Burling departed in a fury, Saborio put away the penalty, and as the
teams moved back upfield for the kickoff, Busch stuck out one of the digits on his big glove toward the RSL bench and/or referee Gantar, and it was not a thumbs-up gesture. The Quakes, their shelf of
backup centerbacks already bare, moved Ring into the middle of defense alongside regular right back Chris Leitch with predictable consequences.
RSL potted three more goals
past the 10-man Quakes, several of whom again barked at Gantar after the final whistle. As Busch walked toward the exit tunnel, he shouted something at Kreis, who was a few yards away, Kreis
immediately bolted toward him and needed to be blocked off by staff members and security personnel.
“Obviously Jon came and said something about my team,” said Kreis to
mlssoccer.com, “a comment that I didn’t much appreciate, and then walked away very quickly before he gave me a chance to respond. And so I felt it very necessary that he should hear my
response.”
Said Quakes coach Frank Yallop, “It’s up to the referee to make sure it is a penalty kick. That changed the game — red card, penalty,
goal. You’re screwed after that. ... It all hinges on one play, and that’s frustrating for us.”

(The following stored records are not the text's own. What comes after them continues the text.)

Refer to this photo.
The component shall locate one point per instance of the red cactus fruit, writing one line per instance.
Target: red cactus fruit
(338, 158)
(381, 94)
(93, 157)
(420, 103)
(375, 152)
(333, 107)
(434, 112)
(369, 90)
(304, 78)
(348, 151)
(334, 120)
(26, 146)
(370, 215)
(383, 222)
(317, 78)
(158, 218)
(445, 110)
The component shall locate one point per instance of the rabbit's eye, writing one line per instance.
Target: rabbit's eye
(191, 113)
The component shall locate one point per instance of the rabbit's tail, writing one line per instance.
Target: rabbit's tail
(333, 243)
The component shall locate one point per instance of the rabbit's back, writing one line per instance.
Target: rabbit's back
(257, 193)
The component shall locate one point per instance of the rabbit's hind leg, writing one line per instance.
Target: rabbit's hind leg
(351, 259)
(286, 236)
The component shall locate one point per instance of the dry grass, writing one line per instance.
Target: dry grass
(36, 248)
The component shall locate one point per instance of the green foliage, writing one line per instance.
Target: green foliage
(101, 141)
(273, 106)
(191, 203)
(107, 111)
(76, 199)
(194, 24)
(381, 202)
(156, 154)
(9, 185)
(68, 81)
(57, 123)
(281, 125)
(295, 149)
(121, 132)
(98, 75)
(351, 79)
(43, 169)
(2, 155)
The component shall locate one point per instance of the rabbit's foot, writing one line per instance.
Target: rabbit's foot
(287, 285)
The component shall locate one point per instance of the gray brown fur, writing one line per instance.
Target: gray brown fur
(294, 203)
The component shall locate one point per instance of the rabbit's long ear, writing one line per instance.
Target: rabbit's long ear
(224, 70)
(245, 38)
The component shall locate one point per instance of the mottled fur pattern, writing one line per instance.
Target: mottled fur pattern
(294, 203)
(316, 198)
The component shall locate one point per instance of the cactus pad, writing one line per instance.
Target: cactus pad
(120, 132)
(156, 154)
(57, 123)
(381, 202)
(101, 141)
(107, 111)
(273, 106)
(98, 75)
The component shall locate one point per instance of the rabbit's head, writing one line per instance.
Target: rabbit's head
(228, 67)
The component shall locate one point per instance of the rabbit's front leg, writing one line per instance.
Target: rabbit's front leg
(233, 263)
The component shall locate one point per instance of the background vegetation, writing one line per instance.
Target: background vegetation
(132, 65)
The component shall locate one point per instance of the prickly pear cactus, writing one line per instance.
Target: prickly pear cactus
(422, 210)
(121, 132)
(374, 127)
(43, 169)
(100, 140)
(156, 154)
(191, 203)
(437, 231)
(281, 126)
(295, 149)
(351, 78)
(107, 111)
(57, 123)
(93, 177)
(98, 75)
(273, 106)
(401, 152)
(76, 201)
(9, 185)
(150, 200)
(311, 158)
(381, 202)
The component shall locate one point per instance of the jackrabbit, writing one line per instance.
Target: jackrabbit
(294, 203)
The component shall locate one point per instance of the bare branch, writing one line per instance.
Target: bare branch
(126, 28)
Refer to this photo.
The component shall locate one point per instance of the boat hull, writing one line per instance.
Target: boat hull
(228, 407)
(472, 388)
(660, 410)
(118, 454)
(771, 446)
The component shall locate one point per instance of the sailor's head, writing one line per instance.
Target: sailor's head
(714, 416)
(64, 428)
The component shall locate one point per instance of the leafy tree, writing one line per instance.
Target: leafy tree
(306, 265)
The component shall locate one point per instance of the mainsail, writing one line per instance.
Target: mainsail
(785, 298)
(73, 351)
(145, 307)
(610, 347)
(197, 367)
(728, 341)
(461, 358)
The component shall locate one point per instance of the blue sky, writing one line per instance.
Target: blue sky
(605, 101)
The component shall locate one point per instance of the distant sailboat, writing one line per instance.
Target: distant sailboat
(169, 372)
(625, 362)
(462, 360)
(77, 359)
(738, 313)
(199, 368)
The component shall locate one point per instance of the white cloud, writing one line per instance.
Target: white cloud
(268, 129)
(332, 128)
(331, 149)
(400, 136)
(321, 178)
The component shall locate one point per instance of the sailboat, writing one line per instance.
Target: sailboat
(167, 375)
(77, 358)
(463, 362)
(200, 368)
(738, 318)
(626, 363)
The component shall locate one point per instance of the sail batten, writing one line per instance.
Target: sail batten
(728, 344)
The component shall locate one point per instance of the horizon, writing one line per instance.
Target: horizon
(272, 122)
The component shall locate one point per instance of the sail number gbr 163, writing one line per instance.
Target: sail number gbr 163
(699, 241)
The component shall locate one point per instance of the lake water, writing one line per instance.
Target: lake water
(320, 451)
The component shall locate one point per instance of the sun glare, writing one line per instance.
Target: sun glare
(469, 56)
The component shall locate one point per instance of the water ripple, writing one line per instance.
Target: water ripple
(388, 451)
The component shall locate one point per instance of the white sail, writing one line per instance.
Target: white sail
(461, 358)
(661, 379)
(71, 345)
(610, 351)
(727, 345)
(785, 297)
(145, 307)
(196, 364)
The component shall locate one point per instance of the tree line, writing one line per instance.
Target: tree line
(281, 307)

Busch’s antics won’t be the only evidence to be reviewed by the
league’s Disciplinary Committee. He wasn’t impressed with Gantar’s performance overall, particularly with the amount of contact allowed in situations other than Saborio’s
tumble.
“You just get frustrated because the referee needs to see that stuff,” said Busch. “And he’s not seeing it. And that’s what makes you frustrated,
because everyone else can see a clear push or clear foul, and the guy who needs to see it doesn’t.”
Last month, the committee fined Charlie Davies of D.C.
United $1,000 for a dive against RSL that earned United a penalty kick.
Too often MLS refs get it wrong...too often they let 'professional fouls' go unpunished and too often they won't get feedback from the ARs who don't want to raise their flags when a foul is committed.
This (poor referring) is why MLS will remain a second class league. Until 'Goober' gets his act together and acts like he really cares about the game, it will never change.
This is pure English/MLS style soccer, what else should we expect to see, good soccer? It's all a joke at the fans expense, literally.
Just once I would like to see a great ref in charge of an MLS game. The league brings in veteran players who've retired from the world's top teams; can't they coax Pierluigi Collina out of retirement or find a ref of his caliber willing to make a difference here?